Case 2 When \(m \ne 1\), \(b = 0\), and \(c = 0\), the solution of Eq. (6) is

$$p\left( \xi \right) = \left( {a(m - 1)\left( {\xi + C} \right)} \right)^{{\frac{1}{m - 1}}} .$$

(10)

Case 3 When \(m \ne 1\), \(b \ne 0\), and \(c = 0\), the solution of Eq. (6) is

$$p\left( \xi \right) = \left( { - \frac{a}{b} + Ce^{{b\left( {m - 1} \right)\xi }} } \right)^{{\frac{1}{m - 1}}} .$$

(11)

Case 4 When \(m \ne 1\), \(a \ne 0\), and \(b^{2} - 4ac < 0\), the solution of Eq. (6) is

$$p\left( \xi \right) = \left( { - \frac{b}{2a} + \frac{{\sqrt {4ac - b^{2} } }}{2a}\tan \left( {\frac{{\left( {1 - m} \right)\sqrt {4ac - b^{2} } }}{2}\left( {\xi + C} \right)} \right)} \right)^{{\frac{1}{1 - m}}} ,$$

(12)

and

$$p\left( \xi \right) = \left( { - \frac{b}{2a} - \frac{{\sqrt {4ac - b^{2} } }}{2a}\cot \left( {\frac{{\left( {1 - m} \right)\sqrt {4ac - b^{2} } }}{2}\left( {\xi + C} \right)} \right)} \right)^{{\frac{1}{1 - m}}} .$$

(13)

Case 5 When \(m \ne 1\), \(a \ne 0\), and \(b^{2} - 4ac > 0\), the solution of Eq. (6) is

$$p\left( \xi \right) = \left( { - \frac{b}{2a} - \frac{{\sqrt {b^{2} - 4ac} }}{2a}{ \coth }\left( {\frac{{\left( {1 - m} \right)\sqrt {b^{2} - 4ac} }}{2}\left( {\xi + C} \right)} \right)} \right)^{{\frac{1}{1 - m}}} ,$$

(14)

and

$$p\left( \xi \right) = \left( { - \frac{b}{2a} - \frac{{\sqrt {b^{2} - 4ac} }}{2a}\tanh \left( {\frac{{\left( {1 - m} \right)\sqrt {b^{2} - 4ac} }}{2}\left( {\xi + C} \right)} \right)} \right)^{{\frac{1}{1 - m}}} .$$

(15)

Case 6 When \(m \ne 1\), \(a \ne 0\), and \(b^{2} - 4ac = 0\), the solution of Eq. (6) is

$$p\left( \xi \right) = \left( {\frac{1}{{a\left( {m - 1} \right)\left( {\xi + C} \right)}} - \frac{b}{2a}} \right)^{{\frac{1}{1 - m}}} .$$

(16)

where \(C\) represents an arbitrary constant.

• Step 3 Putting the derivatives of \(q\) in Eq. (5) gives an algebraic equation of \(q\).
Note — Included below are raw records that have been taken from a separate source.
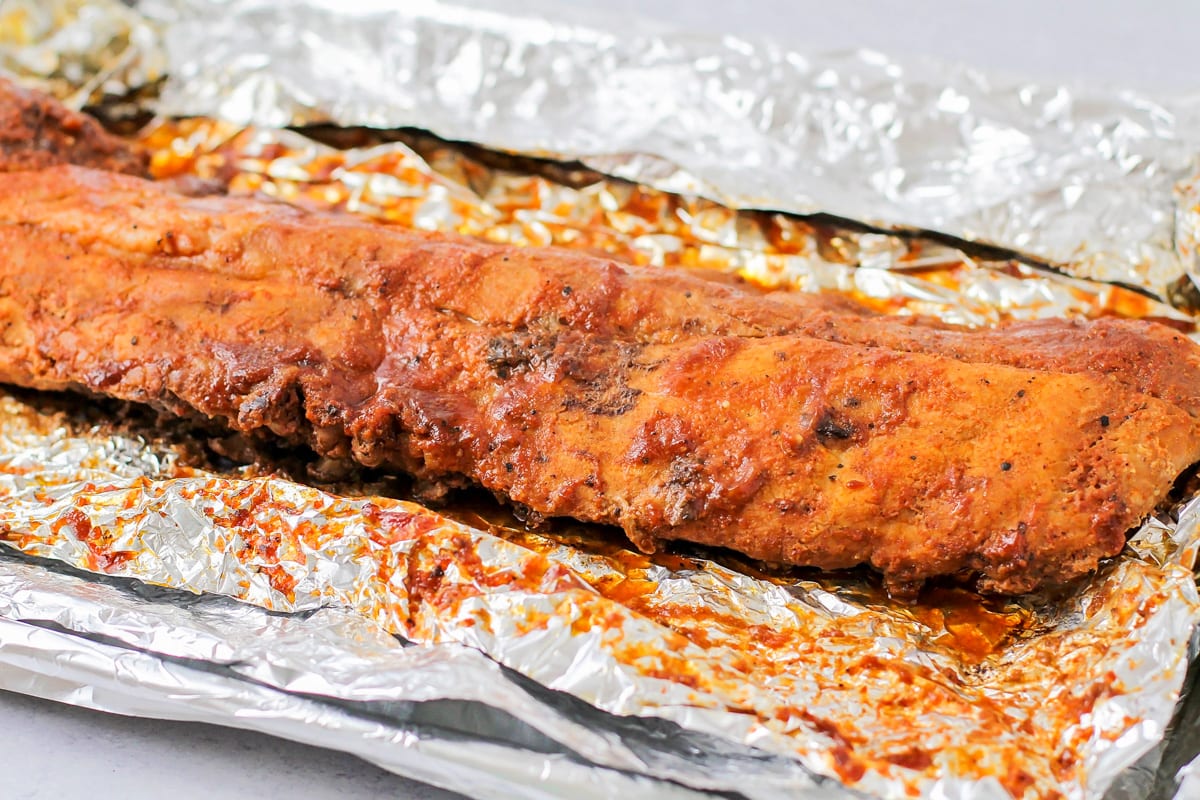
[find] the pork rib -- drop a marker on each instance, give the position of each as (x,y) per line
(673,407)
(36,131)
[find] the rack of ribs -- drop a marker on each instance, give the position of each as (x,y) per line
(671,405)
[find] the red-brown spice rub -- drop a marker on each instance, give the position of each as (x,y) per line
(671,405)
(36,131)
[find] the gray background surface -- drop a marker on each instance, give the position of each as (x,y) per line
(60,752)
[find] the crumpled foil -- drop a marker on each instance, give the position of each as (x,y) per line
(1075,178)
(467,651)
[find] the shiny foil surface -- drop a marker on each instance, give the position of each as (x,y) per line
(457,647)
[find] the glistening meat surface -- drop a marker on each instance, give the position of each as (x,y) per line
(673,407)
(37,131)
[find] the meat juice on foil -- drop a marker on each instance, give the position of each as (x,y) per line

Setting the highest power exponents of \(q\) to their equivalence in Eq. (5), \(m\) is obtained. Comparing the coefficients of \(q_{i}\) gives a set of algebraic equations that includes \(a\), \(b\), \(c\), and \(V\). Finding the solutions of the obtained sets of algebraic equations and putting \(m\), \(a\), \(b\), \(c\), \(l\), and \(\xi = k\left( {x + l\left( {\frac{{t^{\alpha } }}{\alpha }} \right)} \right)\) into Eqs. (9)–(16), a soliton solutions can be obtained for Eqs. (2).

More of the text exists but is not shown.